We close this section we some remarks.

Remarks 12.17

  • The quality of the empirical approximation \((\widehat {\Psi }_j^{(t)})_{1\le t \le T}\) to the limiting distribution of Ψj will depend on how well we cover the index set \({\mathcal {C}}_B^1({\mathcal {X}}, \nu )\). We could try to use covering theorems to control the accuracy. However, this is often too challenging. The simulation approach presented above suffers from not giving us any control on the quality of this covering, nor is it clear how the Sobolev norm condition for B in (12.8) can efficiently be checked during the simulation approach.
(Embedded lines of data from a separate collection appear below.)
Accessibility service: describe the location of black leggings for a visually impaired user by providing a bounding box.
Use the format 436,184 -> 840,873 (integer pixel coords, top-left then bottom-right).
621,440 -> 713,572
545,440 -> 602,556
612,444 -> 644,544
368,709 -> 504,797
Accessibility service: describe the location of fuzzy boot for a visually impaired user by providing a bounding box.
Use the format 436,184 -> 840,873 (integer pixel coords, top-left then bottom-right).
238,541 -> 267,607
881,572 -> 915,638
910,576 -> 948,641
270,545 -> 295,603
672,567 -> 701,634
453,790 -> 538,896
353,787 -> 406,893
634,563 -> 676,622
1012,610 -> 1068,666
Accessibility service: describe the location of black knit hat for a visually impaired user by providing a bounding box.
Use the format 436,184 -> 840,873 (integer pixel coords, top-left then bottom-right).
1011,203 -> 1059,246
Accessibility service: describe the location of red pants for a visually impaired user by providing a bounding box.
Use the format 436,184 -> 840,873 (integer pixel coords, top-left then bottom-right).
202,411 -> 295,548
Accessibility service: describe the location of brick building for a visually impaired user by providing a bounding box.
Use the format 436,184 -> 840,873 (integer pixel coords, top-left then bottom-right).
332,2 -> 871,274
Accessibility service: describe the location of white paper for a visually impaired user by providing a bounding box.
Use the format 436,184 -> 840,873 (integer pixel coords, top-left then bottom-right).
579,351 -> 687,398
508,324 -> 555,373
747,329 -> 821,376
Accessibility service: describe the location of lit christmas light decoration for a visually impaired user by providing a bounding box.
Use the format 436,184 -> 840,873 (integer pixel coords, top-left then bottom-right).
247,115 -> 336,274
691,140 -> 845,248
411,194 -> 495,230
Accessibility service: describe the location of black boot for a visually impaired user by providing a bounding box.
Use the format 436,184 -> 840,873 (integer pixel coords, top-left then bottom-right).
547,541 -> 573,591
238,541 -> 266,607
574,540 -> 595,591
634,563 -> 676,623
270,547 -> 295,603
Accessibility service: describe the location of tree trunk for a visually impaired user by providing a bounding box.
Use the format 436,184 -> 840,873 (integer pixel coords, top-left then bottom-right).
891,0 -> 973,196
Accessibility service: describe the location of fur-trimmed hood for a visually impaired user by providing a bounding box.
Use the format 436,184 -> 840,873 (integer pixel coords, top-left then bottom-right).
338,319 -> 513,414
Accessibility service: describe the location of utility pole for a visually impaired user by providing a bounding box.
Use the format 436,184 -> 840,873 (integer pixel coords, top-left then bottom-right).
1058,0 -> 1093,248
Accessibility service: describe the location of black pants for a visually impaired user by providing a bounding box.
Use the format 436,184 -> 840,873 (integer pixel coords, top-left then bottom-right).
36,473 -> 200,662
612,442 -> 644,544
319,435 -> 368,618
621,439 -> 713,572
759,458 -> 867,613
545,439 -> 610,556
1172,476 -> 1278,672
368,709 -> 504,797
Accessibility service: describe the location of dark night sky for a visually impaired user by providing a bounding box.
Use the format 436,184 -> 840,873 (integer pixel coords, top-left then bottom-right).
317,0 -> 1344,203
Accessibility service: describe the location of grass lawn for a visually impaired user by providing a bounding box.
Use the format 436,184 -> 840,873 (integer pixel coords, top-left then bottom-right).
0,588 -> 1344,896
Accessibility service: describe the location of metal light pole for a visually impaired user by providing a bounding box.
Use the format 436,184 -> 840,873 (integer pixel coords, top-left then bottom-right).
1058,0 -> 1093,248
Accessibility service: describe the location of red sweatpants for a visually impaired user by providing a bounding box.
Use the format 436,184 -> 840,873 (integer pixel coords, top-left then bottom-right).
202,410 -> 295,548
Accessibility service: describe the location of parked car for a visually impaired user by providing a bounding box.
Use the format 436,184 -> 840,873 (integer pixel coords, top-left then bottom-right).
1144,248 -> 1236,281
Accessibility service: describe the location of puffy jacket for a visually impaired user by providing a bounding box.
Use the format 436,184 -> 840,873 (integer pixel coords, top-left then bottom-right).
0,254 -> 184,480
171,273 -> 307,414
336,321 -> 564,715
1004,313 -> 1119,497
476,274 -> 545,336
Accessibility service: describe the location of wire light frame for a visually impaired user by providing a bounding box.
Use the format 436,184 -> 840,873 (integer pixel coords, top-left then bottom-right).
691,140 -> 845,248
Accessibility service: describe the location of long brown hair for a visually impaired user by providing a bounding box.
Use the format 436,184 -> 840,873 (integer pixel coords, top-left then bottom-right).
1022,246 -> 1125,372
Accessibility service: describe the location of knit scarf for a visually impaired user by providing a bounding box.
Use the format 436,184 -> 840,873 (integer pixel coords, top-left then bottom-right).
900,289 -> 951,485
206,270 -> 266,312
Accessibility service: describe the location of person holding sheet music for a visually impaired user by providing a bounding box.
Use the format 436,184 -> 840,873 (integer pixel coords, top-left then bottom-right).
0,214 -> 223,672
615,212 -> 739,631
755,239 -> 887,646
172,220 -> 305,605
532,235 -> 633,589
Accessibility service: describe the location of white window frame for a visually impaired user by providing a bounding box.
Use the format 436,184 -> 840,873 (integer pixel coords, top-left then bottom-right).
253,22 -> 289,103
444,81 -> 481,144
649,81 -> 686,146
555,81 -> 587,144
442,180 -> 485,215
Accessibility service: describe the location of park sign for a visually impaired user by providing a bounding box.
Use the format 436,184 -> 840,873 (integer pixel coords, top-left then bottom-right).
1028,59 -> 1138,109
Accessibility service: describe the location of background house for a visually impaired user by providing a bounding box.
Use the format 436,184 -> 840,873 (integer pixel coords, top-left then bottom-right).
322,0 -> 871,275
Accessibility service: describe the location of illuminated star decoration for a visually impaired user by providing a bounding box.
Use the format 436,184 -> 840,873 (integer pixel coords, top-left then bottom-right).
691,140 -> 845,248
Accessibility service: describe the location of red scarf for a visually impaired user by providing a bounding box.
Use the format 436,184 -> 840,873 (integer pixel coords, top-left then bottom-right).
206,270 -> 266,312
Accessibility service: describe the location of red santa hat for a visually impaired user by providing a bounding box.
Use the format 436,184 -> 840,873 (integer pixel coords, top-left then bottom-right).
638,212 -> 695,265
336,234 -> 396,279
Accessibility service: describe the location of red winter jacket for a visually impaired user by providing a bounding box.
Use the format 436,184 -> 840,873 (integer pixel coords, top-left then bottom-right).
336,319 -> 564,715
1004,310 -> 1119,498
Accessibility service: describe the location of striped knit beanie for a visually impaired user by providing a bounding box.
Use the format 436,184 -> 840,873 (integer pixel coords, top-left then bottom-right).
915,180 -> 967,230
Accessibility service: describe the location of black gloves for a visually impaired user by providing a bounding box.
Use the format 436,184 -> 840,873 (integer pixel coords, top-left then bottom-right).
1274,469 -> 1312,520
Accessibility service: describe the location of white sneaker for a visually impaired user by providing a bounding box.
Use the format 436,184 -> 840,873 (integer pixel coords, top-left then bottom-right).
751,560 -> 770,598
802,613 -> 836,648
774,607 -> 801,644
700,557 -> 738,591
We highlight that this Sobolev norm bound \(\left \|f_k\right \|{ }_{\lfloor q_0/2\rfloor + 2, 2}\le B\) is crucial when we want to empirically estimate the distribution of Ψj; under special assumptions Horel–Giesecke [190] prove in their Theorem 4 that Ψj scales as B 2. Thus, if we do not have any control over the Sobolev norm of the sampled shallow FN networks f k, the above simulation algorithm is not useful to approximate the limiting distribution in Proposition 12.16.
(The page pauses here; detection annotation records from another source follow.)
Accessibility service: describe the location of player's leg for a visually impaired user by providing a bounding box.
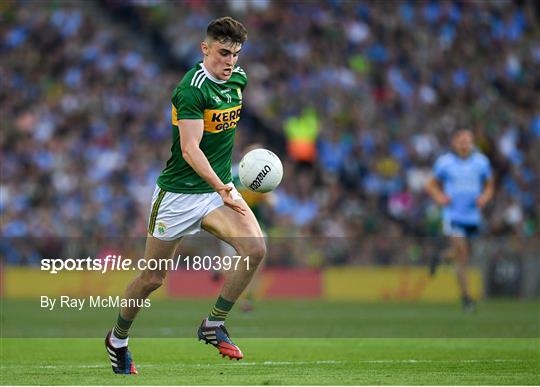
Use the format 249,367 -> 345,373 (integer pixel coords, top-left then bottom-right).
105,234 -> 180,374
450,236 -> 474,312
202,199 -> 266,303
198,199 -> 266,359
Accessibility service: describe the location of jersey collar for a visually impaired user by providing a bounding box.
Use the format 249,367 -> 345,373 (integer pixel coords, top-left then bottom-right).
201,62 -> 227,84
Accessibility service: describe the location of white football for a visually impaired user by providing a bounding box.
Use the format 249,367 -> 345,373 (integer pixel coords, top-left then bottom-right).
238,148 -> 283,193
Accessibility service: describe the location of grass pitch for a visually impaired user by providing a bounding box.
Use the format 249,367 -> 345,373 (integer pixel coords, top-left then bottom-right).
0,300 -> 540,385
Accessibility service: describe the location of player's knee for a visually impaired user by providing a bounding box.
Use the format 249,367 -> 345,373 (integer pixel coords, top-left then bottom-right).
245,239 -> 266,264
141,272 -> 164,292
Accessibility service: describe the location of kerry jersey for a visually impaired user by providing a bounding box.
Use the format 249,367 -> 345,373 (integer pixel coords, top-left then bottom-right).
157,62 -> 247,193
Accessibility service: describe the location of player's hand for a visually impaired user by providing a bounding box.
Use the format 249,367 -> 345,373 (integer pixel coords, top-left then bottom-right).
216,185 -> 246,215
476,195 -> 489,208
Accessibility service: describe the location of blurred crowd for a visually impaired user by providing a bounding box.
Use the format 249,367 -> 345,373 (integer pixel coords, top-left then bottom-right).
0,0 -> 540,266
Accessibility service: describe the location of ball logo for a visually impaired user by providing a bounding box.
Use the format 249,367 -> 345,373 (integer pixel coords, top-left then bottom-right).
249,164 -> 272,191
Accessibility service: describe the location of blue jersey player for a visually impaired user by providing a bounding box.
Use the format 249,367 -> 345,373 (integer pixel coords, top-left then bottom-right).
426,129 -> 494,312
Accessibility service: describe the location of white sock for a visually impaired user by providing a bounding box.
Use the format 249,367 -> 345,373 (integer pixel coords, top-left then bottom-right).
109,331 -> 129,348
204,317 -> 225,327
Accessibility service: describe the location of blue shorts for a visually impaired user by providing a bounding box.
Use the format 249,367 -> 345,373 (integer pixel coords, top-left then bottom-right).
443,219 -> 480,238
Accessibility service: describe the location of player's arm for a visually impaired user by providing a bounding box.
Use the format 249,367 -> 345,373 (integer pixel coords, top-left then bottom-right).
476,177 -> 495,208
178,119 -> 245,215
424,176 -> 450,206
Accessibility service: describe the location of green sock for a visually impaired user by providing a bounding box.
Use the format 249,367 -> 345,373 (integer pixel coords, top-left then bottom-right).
114,313 -> 133,339
208,296 -> 234,321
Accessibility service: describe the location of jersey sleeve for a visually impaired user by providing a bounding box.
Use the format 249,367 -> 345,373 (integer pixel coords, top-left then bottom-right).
482,156 -> 493,181
172,86 -> 205,120
433,156 -> 446,182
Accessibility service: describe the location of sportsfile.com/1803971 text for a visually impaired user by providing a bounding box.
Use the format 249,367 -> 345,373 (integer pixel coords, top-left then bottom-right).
41,255 -> 250,274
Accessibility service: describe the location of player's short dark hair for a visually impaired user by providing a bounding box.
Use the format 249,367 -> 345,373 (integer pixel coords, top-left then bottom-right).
206,16 -> 247,44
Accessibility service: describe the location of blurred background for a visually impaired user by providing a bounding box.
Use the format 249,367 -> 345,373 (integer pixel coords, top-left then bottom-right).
0,0 -> 540,310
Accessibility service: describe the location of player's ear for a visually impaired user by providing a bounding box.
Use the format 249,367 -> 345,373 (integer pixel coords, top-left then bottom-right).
201,40 -> 210,56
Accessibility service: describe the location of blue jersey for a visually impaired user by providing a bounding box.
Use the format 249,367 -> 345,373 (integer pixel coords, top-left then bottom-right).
433,152 -> 491,225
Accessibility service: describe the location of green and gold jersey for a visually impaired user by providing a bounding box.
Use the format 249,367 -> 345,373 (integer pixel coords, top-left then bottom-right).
157,62 -> 247,193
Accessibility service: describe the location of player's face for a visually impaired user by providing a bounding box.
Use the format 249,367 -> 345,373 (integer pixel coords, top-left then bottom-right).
452,130 -> 474,157
201,40 -> 242,81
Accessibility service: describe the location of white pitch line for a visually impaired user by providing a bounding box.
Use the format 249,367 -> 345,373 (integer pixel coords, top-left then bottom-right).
0,359 -> 522,369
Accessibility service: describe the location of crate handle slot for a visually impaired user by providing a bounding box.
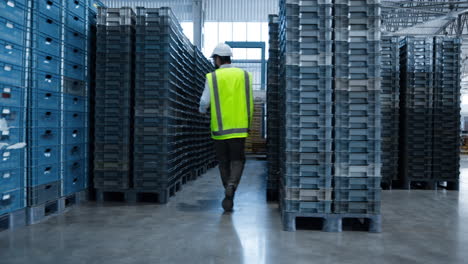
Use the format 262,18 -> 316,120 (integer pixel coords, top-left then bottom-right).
2,194 -> 11,201
72,146 -> 80,154
44,167 -> 52,175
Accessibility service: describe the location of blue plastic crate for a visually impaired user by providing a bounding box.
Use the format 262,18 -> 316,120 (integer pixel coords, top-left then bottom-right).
67,0 -> 87,17
31,145 -> 60,167
64,62 -> 86,81
0,106 -> 25,128
65,13 -> 86,33
32,51 -> 61,75
32,70 -> 61,92
0,39 -> 25,66
32,32 -> 61,57
0,61 -> 26,87
31,108 -> 60,128
0,17 -> 26,46
65,45 -> 87,65
0,83 -> 26,107
65,28 -> 86,49
28,163 -> 61,187
64,127 -> 88,145
0,128 -> 25,145
0,1 -> 27,26
34,14 -> 62,39
63,159 -> 87,195
0,169 -> 24,193
0,148 -> 24,170
31,87 -> 62,110
34,0 -> 61,21
63,111 -> 88,127
63,94 -> 88,112
0,188 -> 25,215
62,144 -> 86,161
30,127 -> 60,146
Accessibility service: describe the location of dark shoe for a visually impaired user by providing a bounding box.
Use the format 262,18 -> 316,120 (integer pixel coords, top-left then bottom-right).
222,185 -> 235,212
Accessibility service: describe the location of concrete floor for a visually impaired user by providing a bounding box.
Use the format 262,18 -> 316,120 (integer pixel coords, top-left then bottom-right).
0,158 -> 468,264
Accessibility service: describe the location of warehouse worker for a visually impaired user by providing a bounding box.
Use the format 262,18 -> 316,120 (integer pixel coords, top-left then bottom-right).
200,43 -> 254,211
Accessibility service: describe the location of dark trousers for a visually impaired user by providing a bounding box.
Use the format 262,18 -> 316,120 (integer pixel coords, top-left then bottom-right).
214,138 -> 245,189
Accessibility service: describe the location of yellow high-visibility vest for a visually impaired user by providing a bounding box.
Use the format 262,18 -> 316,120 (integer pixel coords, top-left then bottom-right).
206,68 -> 254,140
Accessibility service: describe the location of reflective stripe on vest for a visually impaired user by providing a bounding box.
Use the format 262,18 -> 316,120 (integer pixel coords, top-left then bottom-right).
210,68 -> 252,137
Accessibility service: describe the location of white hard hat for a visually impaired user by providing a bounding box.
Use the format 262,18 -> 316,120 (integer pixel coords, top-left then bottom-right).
211,43 -> 232,58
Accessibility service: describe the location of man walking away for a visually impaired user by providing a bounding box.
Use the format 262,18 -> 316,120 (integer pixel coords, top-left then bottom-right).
200,43 -> 254,211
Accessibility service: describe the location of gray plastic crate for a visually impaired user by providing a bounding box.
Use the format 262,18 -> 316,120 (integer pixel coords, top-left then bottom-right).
333,189 -> 382,202
282,187 -> 332,202
333,176 -> 382,190
334,163 -> 382,177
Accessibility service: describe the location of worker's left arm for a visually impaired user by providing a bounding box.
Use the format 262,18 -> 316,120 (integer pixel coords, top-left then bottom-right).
198,80 -> 211,114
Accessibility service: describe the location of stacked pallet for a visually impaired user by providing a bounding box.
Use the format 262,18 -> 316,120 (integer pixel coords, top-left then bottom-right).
432,37 -> 461,189
94,8 -> 214,203
28,1 -> 89,210
245,98 -> 266,154
0,0 -> 94,227
134,8 -> 213,202
272,0 -> 381,231
399,37 -> 434,187
0,1 -> 29,217
400,37 -> 460,189
267,15 -> 280,201
380,36 -> 400,187
94,8 -> 136,190
280,1 -> 332,229
333,0 -> 381,214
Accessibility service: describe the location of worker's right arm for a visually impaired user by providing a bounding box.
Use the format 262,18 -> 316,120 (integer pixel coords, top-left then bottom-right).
198,80 -> 211,114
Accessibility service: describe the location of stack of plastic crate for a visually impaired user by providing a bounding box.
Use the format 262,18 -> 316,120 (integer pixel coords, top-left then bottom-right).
399,37 -> 434,188
267,15 -> 279,200
333,0 -> 381,214
432,37 -> 461,189
192,49 -> 216,176
134,8 -> 208,202
280,1 -> 333,219
0,1 -> 29,217
61,0 -> 89,196
28,0 -> 65,206
94,7 -> 136,191
380,36 -> 400,187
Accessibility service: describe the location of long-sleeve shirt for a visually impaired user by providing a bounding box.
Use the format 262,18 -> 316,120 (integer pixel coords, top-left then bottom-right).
198,64 -> 233,114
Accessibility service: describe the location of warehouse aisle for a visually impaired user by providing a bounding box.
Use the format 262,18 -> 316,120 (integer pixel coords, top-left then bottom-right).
0,160 -> 468,264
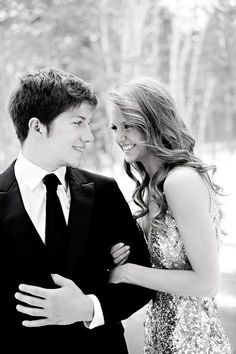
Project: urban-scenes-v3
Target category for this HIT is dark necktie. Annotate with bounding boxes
[43,173,67,273]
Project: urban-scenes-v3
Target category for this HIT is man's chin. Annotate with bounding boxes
[66,158,81,168]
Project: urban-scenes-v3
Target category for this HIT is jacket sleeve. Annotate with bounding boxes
[95,180,154,324]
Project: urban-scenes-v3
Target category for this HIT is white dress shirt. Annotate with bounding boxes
[15,152,104,329]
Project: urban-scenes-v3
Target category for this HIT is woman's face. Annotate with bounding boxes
[111,106,148,163]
  • The assumptions of Proposition 12.16 require that X ∼ ν has a strictly positive density over the entire feature space \({\mathcal {X}}\) (excluding the intercept component). This is necessary to be able to capture any non-zero partial derivative ∂μ 0(x)∕∂x j over the entire feature space \({\mathcal {X}}\). In practical applications, where we rely on a finite sample (X i)1≤in, this may be problematic and needs some care. For instance, there may be the situation where the samples cluster in two disjoint regions, say \(C_1 \subset {\mathcal {X}}\) and \(C_2 \subset {\mathcal {X}}\), because we may have ν(C 1 ∪ C 2) ≈ 1. That is, in that case we rarely have observations X i not lying in one of these two clusters. If ∂μ 0(x)∕∂x j = 0 on these two clusters x ∈ C 1 ∪ C 2, but if μ 0 has a very steep slope between the two clusters (i.e., if they are really different in terms of μ 0), then the test on this finite sample will not find the significant slope.

  • The distribution X ∼ ν of the features is assumed to be absolutely continuous on the hypercube \([0,1]^{q_0}\), this is not fulfilled for binary and categorical features.
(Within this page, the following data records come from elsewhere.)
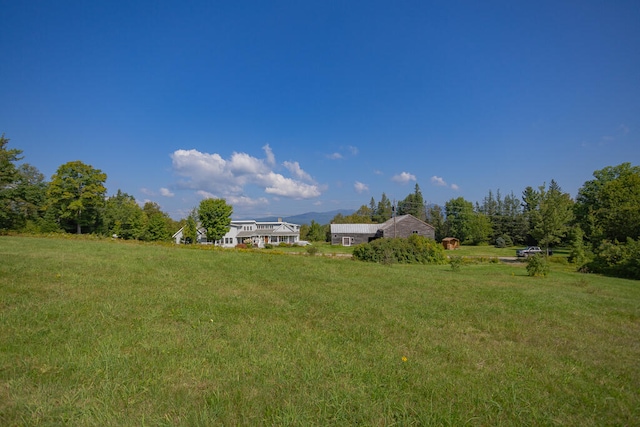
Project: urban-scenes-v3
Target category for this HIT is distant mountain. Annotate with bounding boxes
[256,209,355,225]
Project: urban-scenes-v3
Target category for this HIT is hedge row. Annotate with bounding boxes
[353,234,447,264]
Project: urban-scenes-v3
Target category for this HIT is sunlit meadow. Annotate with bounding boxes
[0,236,640,426]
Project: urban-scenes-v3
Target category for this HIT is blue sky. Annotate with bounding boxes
[0,0,640,219]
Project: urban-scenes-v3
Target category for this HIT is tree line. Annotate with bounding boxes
[301,163,640,279]
[0,134,640,278]
[0,134,184,241]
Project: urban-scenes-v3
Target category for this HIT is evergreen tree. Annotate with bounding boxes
[374,193,393,224]
[529,180,573,253]
[198,199,233,241]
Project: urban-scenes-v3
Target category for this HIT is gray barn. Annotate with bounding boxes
[331,215,436,246]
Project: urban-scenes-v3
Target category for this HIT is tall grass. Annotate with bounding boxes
[0,237,640,426]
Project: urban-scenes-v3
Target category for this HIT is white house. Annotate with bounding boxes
[173,218,300,248]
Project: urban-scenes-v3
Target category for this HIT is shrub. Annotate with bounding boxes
[353,234,447,264]
[449,255,463,271]
[496,234,513,248]
[527,255,549,277]
[585,237,640,279]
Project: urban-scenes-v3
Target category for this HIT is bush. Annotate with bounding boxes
[495,234,513,248]
[353,234,447,264]
[527,255,549,277]
[449,255,463,271]
[585,237,640,279]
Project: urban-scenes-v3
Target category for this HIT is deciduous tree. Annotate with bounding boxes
[575,163,640,247]
[0,134,22,228]
[47,161,107,234]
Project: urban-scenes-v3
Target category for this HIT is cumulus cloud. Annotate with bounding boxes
[327,145,360,160]
[160,187,175,197]
[262,144,276,166]
[431,175,460,191]
[226,196,269,207]
[283,162,313,181]
[431,175,447,187]
[171,145,321,200]
[258,172,320,199]
[353,181,369,193]
[391,172,417,184]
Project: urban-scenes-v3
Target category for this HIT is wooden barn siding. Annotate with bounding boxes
[384,218,436,240]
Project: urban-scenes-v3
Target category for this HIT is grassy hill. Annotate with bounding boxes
[0,237,640,426]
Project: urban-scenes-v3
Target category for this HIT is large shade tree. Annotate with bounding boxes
[575,163,640,245]
[527,180,573,252]
[0,134,22,228]
[47,161,107,234]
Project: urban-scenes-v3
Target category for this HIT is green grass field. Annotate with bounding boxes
[0,237,640,426]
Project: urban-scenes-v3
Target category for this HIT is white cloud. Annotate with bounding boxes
[258,172,320,199]
[227,153,269,177]
[353,181,369,193]
[282,162,313,182]
[160,187,175,197]
[196,190,220,199]
[262,144,276,166]
[226,196,269,207]
[391,172,416,184]
[431,175,447,187]
[171,145,321,199]
[353,181,369,193]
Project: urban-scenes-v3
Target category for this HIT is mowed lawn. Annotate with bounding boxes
[0,237,640,426]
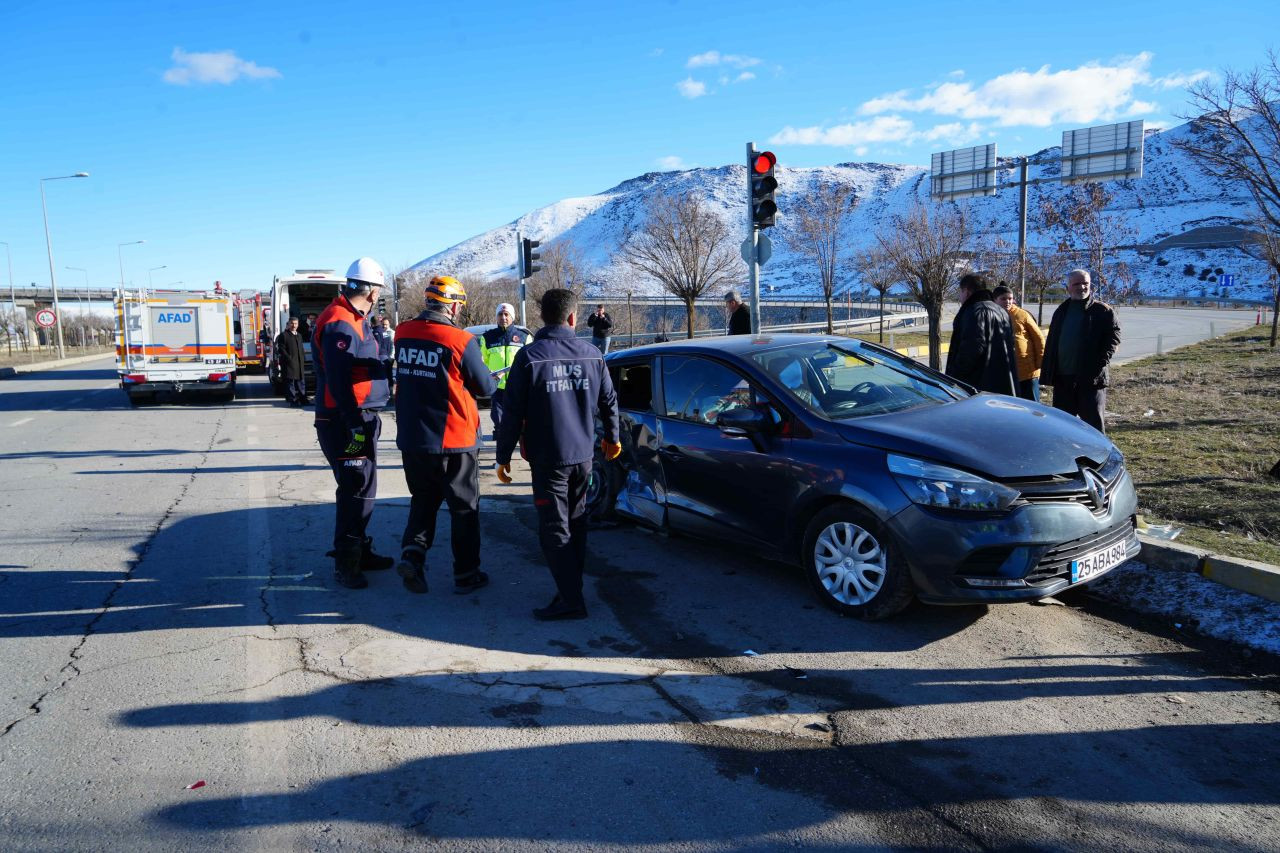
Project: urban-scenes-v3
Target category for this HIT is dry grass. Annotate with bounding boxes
[1107,327,1280,564]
  • Another question is how the test of Proposition 12.16 is affected by collinearity in feature components. Note that we only test one component at a time. Moreover, we would like to highlight the j-dependency in the limiting random variable Ψj. This dependency is induced by the properties of the feature distribution ν that may not be exchangeable in the components of x.